スピンオフドラマとして独立させたいような物語です。

 

第四部

第十編 少年たち

親殺しの話の前に、いったんイリューシャと同級生たちの物語に移ります。

 


まるで学園ドラマなのですが悲しすぎる展開です。

 


イリューシャは、上巻で衆人環視の中、ドミートリイに乱暴を受けた失業中の二等大尉スネギリョフの中学生の息子です。イリューシャはその父親の様子を少年たちにからかわれ、石を投げられたのだった。

 


父親はイリューシャのプライドを傷つけたくないからとアリョーシャの見舞い金を受け取らなかったという話でした。

 


しかし、少年たちのリーダー格コーリャによれば少し事情は違う。

 


コーリャは勇敢で腕白でかつ学業成績優秀だった。彼は少年たちと線路のレールの間に横たわるというチキンレースをし、列車が走り去るまで逃げなかったので皆から一目おかれていた。(実は気絶していたのだが。)

 


予備クラスに入った見すぼらしい格好をしているイリューシャを皆がいじめ出した。2級上のコーリャは遠くから見ていたが、イリューシャはちっぽけで弱々しいのに、気位の高い子で降参せず向かっていく。

 


コーリャはこういう子が好きなので、かばってあげて仲良くなる。

 


しかし、なにかのきっかけでカラマーゾフ家の召使いのスメルジャコフと親しくなったイリューシャは、彼に残酷で卑劣な動物虐待をそそのかす。どこかの番犬のジェーチカにピンを埋め込んだパンを与えたのだった。犬は姿を見せなくなった。イリューシャは酷いことをしたと後悔していた。

 


コーリャが残虐な行為をしたイリューシャと絶交すると、子どもたちは再びイリューシャをいじめ、石を投げたのだった。

 


そのあと、イリューシャは重病になる。子どもたちはアリョーシャに引きつられてお見舞いに行く。コーリャは責任を感じているのに、アリョーシャに言われていくのは嫌だ、となかなか行こうとしない。

 


何日かたってようやくコーリャは自分の犬のペレズヴォンを連れて見舞いに行く。

 


ペレズヴォンは実は、ジェーチカだった。イリューシャを喜ばそうと、コーリャが芸を仕込んでいたのだった。イリューシャはとても喜ぶ。

 


そこへ医者がきて、助けるのは難しいと父親に話す。それを察したイリューシャは

「パパ、泣かないでよ…、僕が死んだら、他のいい子もらってね… .イリューシャって名前をつけて、僕の代わりに可愛がってね…」

コーリャも父親も小屋の外に走り出て、泣き出す。

ところで、この早熟なコーリャはかなり背伸びはしているが、自分は無神論者の社会主義者だという。アリョーシャは、いったい誰にそんなことを吹き込まれたのだと驚く。だが、ずっと以前からコーリャはアリョーシャに憧れていたとも言う。2人はお互い意気投合したみたいだ。

 


しかし、ここでまた難解な言葉が!

 


「あのね、コーリャ、それはそうと君はこの人生でとても不幸な人になるでしょうよ」突然どういうわけか、アリョーシャが言った。
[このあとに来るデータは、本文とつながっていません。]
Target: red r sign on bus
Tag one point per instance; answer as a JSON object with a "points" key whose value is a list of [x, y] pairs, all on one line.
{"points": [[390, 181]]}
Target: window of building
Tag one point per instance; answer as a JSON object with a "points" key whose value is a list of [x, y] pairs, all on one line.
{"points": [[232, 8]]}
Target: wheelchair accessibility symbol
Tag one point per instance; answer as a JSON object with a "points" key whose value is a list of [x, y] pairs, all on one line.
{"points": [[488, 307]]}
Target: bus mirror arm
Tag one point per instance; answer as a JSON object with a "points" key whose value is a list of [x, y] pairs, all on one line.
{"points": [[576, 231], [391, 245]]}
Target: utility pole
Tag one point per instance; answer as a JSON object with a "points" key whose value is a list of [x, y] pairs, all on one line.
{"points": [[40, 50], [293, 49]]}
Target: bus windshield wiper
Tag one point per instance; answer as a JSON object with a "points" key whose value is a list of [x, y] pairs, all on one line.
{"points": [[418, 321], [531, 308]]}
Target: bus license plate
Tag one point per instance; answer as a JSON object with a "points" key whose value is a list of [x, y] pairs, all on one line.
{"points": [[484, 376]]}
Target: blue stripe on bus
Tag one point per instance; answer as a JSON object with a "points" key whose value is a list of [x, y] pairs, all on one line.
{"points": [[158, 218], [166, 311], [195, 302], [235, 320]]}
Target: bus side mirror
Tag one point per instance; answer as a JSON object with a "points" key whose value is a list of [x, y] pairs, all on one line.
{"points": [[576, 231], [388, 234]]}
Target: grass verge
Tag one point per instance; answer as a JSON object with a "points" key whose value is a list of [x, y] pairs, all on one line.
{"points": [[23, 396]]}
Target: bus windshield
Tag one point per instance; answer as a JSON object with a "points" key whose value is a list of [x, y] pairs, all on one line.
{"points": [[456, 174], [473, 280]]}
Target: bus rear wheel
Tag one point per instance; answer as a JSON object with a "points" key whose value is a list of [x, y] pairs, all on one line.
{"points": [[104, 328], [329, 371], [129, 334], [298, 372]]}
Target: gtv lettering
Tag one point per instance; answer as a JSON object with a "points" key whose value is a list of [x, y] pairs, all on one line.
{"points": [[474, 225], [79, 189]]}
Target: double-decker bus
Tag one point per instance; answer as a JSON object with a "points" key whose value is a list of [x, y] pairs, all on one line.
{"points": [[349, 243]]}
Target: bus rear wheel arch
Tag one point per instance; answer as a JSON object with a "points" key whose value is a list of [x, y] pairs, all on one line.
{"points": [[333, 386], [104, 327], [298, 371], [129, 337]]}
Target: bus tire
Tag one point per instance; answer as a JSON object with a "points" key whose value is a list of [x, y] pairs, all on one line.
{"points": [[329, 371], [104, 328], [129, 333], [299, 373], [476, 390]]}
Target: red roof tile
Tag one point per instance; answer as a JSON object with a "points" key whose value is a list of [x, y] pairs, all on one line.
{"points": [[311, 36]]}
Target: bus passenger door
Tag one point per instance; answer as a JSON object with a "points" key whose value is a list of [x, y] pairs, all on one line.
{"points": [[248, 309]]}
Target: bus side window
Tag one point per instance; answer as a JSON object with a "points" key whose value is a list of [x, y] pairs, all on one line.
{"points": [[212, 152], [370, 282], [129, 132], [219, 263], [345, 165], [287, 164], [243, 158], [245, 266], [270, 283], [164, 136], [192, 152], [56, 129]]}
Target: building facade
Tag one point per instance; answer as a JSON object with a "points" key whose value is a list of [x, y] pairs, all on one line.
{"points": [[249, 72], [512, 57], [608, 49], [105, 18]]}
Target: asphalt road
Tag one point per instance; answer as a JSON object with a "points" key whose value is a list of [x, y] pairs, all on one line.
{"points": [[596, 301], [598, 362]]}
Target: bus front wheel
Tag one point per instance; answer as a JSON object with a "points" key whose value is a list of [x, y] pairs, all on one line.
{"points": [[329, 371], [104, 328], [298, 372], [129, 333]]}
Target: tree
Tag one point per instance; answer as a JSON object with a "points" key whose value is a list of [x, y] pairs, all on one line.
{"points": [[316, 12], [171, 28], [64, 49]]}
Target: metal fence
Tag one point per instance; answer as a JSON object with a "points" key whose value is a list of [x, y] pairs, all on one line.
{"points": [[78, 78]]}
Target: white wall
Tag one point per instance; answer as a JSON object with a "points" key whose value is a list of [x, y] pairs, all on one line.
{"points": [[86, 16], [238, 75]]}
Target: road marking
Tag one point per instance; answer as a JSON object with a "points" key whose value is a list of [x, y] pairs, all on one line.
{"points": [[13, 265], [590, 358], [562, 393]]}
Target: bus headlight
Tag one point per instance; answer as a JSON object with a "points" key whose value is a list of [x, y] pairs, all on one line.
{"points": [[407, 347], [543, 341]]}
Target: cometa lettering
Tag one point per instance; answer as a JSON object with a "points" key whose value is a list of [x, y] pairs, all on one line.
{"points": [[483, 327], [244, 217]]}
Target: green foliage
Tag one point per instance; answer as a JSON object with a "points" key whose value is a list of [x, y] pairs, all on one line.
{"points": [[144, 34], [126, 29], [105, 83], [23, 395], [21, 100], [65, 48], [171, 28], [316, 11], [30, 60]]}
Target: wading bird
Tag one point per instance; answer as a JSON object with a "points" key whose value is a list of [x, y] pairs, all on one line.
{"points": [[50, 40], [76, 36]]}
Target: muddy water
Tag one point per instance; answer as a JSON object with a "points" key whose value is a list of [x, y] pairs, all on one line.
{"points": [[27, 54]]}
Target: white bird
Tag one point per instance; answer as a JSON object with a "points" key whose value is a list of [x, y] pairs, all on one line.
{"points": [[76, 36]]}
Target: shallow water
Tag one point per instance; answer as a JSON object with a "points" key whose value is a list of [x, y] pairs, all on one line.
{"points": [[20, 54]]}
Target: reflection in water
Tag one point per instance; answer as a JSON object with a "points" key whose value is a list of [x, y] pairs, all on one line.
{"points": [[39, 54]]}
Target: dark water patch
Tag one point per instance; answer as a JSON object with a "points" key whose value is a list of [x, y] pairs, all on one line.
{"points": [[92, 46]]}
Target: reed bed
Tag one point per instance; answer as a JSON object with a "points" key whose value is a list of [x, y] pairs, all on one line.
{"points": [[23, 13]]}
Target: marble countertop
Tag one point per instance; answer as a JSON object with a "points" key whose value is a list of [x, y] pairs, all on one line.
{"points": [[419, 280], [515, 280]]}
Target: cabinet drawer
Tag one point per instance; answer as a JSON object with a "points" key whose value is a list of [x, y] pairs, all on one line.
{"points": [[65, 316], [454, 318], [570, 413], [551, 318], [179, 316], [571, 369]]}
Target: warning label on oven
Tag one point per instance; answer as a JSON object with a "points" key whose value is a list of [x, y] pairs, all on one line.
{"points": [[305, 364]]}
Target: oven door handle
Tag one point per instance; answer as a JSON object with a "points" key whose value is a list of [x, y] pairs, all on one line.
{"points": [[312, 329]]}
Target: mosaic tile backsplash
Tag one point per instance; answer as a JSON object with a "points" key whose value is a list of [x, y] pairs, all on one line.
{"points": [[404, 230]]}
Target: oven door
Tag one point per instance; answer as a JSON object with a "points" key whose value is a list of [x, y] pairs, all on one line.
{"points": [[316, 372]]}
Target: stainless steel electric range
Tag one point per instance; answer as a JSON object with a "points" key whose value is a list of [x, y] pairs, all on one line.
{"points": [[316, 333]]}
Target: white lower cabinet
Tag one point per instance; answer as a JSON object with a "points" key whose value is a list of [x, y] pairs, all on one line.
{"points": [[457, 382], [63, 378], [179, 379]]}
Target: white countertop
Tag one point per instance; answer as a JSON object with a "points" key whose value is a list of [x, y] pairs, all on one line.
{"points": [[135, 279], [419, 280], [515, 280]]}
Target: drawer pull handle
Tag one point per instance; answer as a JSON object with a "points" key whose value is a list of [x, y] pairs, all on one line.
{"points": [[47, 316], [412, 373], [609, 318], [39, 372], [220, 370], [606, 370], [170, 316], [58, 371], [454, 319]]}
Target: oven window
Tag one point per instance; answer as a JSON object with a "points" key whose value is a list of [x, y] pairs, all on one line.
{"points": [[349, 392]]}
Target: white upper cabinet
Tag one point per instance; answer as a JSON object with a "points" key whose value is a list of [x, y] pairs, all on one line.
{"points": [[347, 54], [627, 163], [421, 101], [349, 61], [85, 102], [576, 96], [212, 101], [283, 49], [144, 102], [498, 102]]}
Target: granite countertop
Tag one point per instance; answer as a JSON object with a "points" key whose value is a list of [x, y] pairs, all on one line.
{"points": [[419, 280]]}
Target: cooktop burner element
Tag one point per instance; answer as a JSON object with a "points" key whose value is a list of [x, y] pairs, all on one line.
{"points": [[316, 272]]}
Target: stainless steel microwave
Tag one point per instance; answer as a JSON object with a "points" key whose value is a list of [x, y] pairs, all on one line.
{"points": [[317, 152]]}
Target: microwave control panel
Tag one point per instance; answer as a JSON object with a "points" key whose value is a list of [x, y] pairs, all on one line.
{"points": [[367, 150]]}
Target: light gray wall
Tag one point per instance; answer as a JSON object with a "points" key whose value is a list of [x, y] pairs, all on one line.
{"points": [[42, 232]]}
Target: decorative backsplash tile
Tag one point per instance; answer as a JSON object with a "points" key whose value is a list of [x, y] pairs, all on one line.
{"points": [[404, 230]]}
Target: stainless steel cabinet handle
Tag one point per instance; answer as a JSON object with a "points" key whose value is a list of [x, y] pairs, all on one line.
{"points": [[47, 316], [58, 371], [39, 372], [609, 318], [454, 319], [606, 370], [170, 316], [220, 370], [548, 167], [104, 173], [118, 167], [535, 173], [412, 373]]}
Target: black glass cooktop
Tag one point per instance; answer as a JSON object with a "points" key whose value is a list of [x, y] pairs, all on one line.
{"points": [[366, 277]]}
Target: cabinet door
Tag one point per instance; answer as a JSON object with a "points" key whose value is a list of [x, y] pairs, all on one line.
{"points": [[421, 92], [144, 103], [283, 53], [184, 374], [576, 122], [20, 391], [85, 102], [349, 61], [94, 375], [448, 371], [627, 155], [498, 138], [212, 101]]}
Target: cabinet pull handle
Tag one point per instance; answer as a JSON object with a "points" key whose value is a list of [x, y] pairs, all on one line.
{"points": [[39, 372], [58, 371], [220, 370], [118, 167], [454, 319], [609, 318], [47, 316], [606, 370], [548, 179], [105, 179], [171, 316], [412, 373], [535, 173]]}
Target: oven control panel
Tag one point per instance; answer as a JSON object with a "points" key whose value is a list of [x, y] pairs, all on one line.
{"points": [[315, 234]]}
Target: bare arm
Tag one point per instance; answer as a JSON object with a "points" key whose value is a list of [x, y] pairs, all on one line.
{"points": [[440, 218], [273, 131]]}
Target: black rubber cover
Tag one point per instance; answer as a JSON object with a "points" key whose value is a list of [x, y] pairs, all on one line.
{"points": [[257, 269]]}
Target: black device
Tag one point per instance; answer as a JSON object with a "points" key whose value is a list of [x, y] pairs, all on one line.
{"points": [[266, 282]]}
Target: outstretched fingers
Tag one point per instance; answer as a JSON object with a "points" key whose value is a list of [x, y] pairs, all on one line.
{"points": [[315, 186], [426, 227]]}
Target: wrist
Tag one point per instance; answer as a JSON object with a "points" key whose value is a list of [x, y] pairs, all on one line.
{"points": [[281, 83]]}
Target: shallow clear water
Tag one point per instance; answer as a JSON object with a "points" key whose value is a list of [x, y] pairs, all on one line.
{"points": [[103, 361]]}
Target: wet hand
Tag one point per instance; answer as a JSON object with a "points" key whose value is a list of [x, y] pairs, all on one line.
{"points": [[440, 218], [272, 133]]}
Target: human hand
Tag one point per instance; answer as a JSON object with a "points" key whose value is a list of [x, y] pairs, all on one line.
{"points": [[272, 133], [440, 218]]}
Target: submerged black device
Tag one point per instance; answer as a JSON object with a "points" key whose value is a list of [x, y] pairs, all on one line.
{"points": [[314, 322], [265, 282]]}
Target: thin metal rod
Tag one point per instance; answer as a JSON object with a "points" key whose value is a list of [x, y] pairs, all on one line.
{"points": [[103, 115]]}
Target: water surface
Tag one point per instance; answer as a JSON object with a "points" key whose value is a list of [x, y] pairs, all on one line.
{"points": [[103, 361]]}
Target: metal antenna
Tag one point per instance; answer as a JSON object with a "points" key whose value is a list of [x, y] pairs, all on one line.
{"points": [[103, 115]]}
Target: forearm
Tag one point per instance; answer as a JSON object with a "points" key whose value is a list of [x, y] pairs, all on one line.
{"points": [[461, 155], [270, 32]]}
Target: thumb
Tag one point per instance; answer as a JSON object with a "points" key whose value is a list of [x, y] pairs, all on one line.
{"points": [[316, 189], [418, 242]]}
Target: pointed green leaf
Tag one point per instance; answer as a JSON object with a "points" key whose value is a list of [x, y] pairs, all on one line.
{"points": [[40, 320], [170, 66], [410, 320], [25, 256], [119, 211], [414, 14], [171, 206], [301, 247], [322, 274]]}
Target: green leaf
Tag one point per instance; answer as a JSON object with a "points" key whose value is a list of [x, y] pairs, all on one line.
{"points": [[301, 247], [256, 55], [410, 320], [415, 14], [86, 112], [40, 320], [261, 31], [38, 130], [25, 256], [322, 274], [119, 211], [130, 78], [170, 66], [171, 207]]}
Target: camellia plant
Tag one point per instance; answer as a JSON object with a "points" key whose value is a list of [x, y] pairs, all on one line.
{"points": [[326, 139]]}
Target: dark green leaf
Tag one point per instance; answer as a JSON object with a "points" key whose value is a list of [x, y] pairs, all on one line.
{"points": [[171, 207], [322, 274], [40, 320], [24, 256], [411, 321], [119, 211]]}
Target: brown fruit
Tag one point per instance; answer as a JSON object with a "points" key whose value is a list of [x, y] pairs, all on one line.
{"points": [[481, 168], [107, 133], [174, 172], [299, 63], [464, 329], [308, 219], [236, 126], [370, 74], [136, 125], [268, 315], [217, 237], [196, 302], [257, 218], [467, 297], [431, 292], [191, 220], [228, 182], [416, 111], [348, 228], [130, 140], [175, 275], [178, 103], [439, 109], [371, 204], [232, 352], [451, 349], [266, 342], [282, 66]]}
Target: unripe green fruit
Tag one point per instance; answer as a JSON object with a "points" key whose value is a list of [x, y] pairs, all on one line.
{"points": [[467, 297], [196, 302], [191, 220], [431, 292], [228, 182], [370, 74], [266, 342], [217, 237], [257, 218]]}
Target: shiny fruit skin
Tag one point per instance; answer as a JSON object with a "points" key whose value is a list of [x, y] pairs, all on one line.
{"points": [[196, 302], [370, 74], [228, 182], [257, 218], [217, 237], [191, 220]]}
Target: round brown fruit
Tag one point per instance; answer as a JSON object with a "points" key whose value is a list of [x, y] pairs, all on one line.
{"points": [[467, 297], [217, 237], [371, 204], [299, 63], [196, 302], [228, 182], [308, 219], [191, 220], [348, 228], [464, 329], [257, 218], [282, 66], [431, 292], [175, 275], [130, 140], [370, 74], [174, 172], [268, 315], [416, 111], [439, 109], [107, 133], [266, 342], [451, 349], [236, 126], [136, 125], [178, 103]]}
「知ってます、知ってますとも。本当にあなたは何もかも前もってわかるんですね!」

「しかし、全体としての人生は、やはり祝福なさいよ」

 


長老ゾシマがアリョーシャに伝えた言葉と同じでした。

「お前はこの壁の中から出ていっても、俗世間でも修道僧としてありつづけることだろう。大勢の敵を持つことになろうが、ほかならぬ敵たちでさえ、お前を愛することになるだろうよ。人生はお前に数多くの不幸をもたらすけれど、お前はその不幸によって幸福になり、人生を祝福し、ほかの人々にも祝福させるようになるのだ。これが何より大切なことだ。お前はそういう人間なのだ。」